The report reveals that sexual abuse within Southern Baptist life isn’t a new development, nor has it been infrequent. It became a silent plague as a few SBC Executive Committee (EC) staff members treated initial reports as aberrations, and later excused their inaction based on the difficulties of how to respond. One report became two, became ten, became a hundred. By the time leadership began to understand the scope of the problem, inaction on abuse had become the culture.
Church autonomy is often cited as a positive of SBC life. It’s now clear that autonomy became an excuse for inaction. EC leaders often wondered how they could correct a church they held no formal authority over. The difficulty of such an action became the excuse for inaction.
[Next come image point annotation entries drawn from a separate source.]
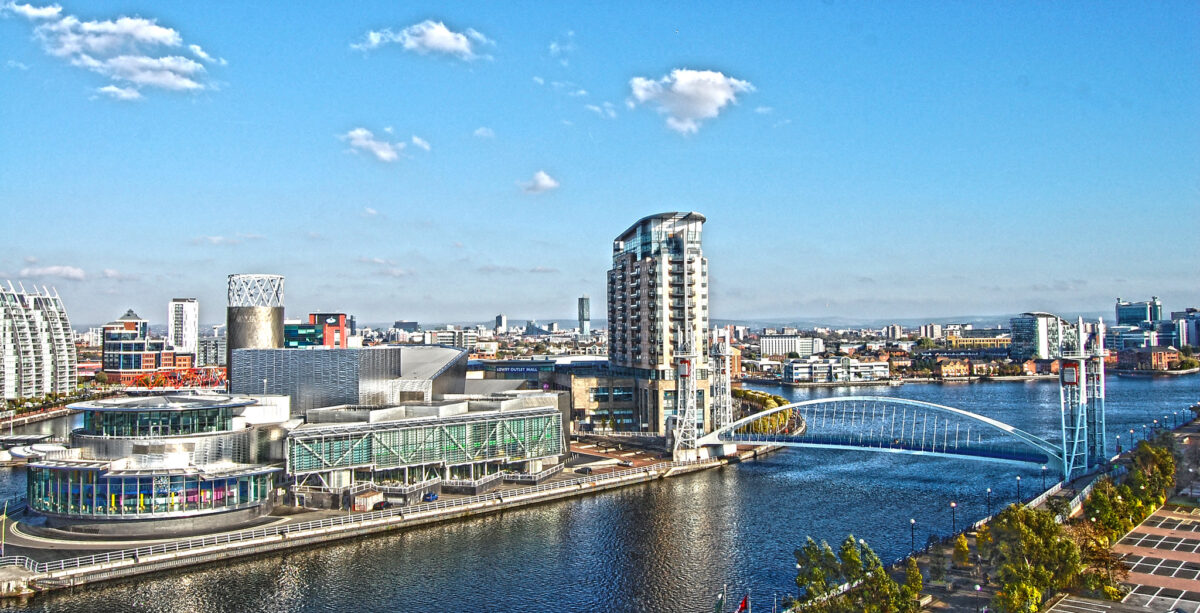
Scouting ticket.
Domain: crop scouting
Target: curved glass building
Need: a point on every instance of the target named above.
(37, 354)
(160, 464)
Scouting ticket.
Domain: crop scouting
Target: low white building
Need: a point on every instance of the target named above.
(815, 370)
(784, 344)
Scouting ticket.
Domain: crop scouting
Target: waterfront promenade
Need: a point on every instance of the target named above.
(24, 574)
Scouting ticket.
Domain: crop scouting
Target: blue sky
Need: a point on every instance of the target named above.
(853, 160)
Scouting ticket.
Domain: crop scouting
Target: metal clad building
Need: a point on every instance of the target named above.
(255, 316)
(323, 377)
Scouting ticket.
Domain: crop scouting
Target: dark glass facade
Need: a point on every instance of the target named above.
(149, 424)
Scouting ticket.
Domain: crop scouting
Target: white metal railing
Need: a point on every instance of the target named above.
(473, 482)
(521, 478)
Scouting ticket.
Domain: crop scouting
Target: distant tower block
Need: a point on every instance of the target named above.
(255, 316)
(585, 316)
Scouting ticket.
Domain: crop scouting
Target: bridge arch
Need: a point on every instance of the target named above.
(898, 425)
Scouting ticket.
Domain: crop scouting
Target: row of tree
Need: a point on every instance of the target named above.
(1033, 556)
(852, 580)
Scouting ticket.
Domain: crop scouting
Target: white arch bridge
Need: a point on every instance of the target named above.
(892, 425)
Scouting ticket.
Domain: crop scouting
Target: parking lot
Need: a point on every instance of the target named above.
(1163, 556)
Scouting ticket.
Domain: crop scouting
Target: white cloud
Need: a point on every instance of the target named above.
(126, 49)
(67, 272)
(539, 184)
(688, 96)
(561, 48)
(606, 110)
(202, 54)
(215, 240)
(427, 36)
(30, 11)
(363, 139)
(115, 92)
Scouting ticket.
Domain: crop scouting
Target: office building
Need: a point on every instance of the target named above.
(184, 325)
(453, 337)
(161, 466)
(376, 376)
(815, 370)
(659, 271)
(211, 350)
(37, 353)
(131, 356)
(786, 344)
(1135, 313)
(933, 331)
(1038, 336)
(321, 330)
(399, 449)
(255, 316)
(585, 316)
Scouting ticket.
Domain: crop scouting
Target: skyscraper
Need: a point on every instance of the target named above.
(37, 354)
(1134, 313)
(184, 325)
(648, 292)
(585, 316)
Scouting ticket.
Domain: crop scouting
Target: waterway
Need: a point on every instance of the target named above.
(666, 546)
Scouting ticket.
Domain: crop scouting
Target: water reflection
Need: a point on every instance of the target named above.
(665, 546)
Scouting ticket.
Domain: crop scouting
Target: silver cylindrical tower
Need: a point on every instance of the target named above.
(255, 316)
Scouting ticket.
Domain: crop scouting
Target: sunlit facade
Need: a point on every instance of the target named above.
(37, 354)
(141, 466)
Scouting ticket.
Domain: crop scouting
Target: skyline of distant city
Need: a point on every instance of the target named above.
(448, 164)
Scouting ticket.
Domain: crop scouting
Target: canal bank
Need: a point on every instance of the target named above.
(24, 576)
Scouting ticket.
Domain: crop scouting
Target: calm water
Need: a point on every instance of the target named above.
(666, 546)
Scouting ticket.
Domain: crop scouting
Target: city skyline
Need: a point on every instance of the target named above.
(448, 164)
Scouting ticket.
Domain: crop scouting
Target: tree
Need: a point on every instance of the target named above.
(851, 560)
(961, 552)
(912, 580)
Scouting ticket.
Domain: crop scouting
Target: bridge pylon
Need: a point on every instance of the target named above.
(1081, 400)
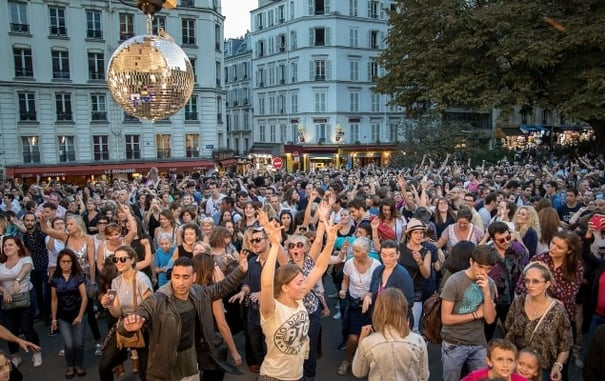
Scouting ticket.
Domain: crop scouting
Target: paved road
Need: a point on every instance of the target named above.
(54, 366)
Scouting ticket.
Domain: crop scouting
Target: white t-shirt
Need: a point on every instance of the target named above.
(359, 284)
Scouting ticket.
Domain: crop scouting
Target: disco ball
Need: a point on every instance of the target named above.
(150, 77)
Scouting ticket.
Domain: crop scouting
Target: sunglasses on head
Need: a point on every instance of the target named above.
(503, 239)
(298, 245)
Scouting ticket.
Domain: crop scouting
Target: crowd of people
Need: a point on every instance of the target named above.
(515, 250)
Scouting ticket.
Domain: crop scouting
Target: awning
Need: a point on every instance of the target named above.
(228, 162)
(106, 169)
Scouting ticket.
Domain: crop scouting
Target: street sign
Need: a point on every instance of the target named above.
(277, 162)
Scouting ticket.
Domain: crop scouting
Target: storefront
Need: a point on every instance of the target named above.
(85, 173)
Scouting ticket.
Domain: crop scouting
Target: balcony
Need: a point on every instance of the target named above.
(58, 31)
(98, 116)
(61, 74)
(27, 116)
(190, 115)
(19, 28)
(27, 72)
(64, 116)
(125, 36)
(96, 75)
(92, 33)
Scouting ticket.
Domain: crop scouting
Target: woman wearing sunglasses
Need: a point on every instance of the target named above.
(282, 300)
(119, 301)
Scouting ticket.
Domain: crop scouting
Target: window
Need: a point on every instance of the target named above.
(162, 144)
(374, 39)
(294, 103)
(353, 8)
(319, 36)
(93, 25)
(354, 69)
(188, 30)
(60, 59)
(96, 66)
(159, 23)
(98, 110)
(67, 151)
(133, 147)
(192, 144)
(373, 9)
(354, 96)
(354, 131)
(126, 26)
(262, 132)
(191, 108)
(375, 100)
(31, 149)
(354, 37)
(57, 21)
(193, 63)
(23, 62)
(321, 132)
(320, 101)
(27, 107)
(100, 147)
(272, 131)
(63, 106)
(375, 132)
(319, 70)
(18, 17)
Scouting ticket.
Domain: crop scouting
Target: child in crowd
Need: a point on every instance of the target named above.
(501, 363)
(162, 258)
(528, 364)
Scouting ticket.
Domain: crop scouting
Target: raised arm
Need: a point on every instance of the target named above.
(267, 302)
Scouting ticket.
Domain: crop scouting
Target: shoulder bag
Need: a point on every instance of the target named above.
(136, 340)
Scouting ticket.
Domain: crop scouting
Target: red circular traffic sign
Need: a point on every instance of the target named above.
(277, 163)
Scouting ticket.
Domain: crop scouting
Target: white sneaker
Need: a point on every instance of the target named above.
(16, 361)
(37, 359)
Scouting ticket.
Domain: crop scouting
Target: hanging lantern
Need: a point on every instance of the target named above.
(150, 77)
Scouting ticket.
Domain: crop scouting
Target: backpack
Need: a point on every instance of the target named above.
(431, 319)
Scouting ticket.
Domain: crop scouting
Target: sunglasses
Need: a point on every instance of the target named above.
(504, 239)
(298, 245)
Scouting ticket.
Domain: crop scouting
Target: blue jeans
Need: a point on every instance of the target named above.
(310, 364)
(453, 357)
(73, 341)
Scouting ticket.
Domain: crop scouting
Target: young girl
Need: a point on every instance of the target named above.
(528, 364)
(281, 305)
(163, 254)
(501, 363)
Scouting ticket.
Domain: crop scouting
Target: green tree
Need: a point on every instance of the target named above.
(494, 53)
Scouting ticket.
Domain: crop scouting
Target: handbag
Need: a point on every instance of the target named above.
(136, 340)
(20, 300)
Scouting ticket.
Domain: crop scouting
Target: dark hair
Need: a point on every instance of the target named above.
(484, 255)
(75, 265)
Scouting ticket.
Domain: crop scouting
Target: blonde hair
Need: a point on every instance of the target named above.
(532, 220)
(391, 313)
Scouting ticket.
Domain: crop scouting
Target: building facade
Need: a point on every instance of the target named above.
(57, 116)
(312, 75)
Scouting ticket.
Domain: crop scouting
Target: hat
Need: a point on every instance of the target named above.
(414, 224)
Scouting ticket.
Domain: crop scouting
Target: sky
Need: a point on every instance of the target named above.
(237, 13)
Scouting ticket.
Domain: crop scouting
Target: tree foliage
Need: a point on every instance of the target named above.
(494, 53)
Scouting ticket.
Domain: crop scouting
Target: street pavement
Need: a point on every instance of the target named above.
(54, 366)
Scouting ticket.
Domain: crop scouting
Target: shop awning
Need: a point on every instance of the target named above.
(106, 169)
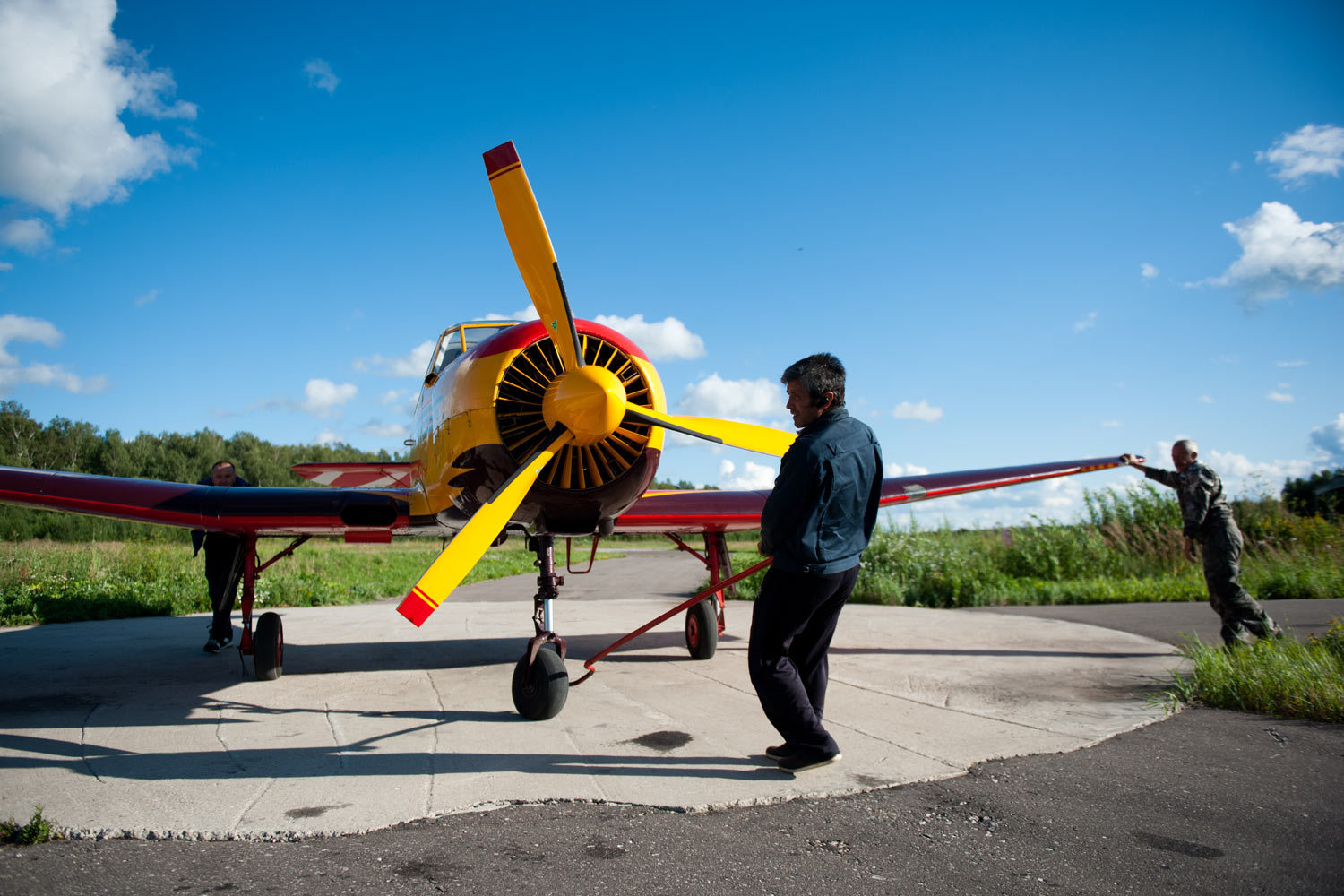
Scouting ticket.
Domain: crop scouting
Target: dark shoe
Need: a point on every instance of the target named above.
(215, 645)
(796, 764)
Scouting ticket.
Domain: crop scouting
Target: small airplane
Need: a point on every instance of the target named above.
(553, 427)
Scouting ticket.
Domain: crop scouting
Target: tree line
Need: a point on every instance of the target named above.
(171, 457)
Prior to attending the 2019 SBC Annual Meeting in Birmingham, I addressed the ongoing discovery of sexual abuse in Southern Baptist life with my church. As their pastor, I wanted them to know these incidents should never be hidden or ignored. Raising my ballot in favor of a Credentials Committee was my opportunity to admit the sins of our denomination and the need for redirection.
The times of debate in Birmingham left me frustrated as people emphasized the difficulties of holding autonomous churches to account, instead of acknowledging the error of these churches. Partnership invites standards, and when the Southern Baptist body of churches leaves an offending church unchecked, it hurts us all.
This week I was encouraged by the tone of a Zoom call I joined between denominational leaders and Sex Abuse Task Force members. Instead of being defeated by difficulties, there was a positive spirit of determination. They expressed both heartache over the silence many abuse survivors had experienced and a readiness to learn from the mistakes of the past.
Our ultimate goal as Southern Baptists is to see lives transformed by the gospel of Jesus Christ. A focus on situations of abuse doesn’t distract from that message, but proves our sincerity. There will still be difficult days ahead as we address the lingering issues that created a culture of silence, but let us approach those days with determination to shine the love of God into dark places and situations. May we prove our gospel by loving as we have been loved.
Heath Tibbetts is serving as President of IBSA. He is pastor of First Baptist Church of Machesney Park.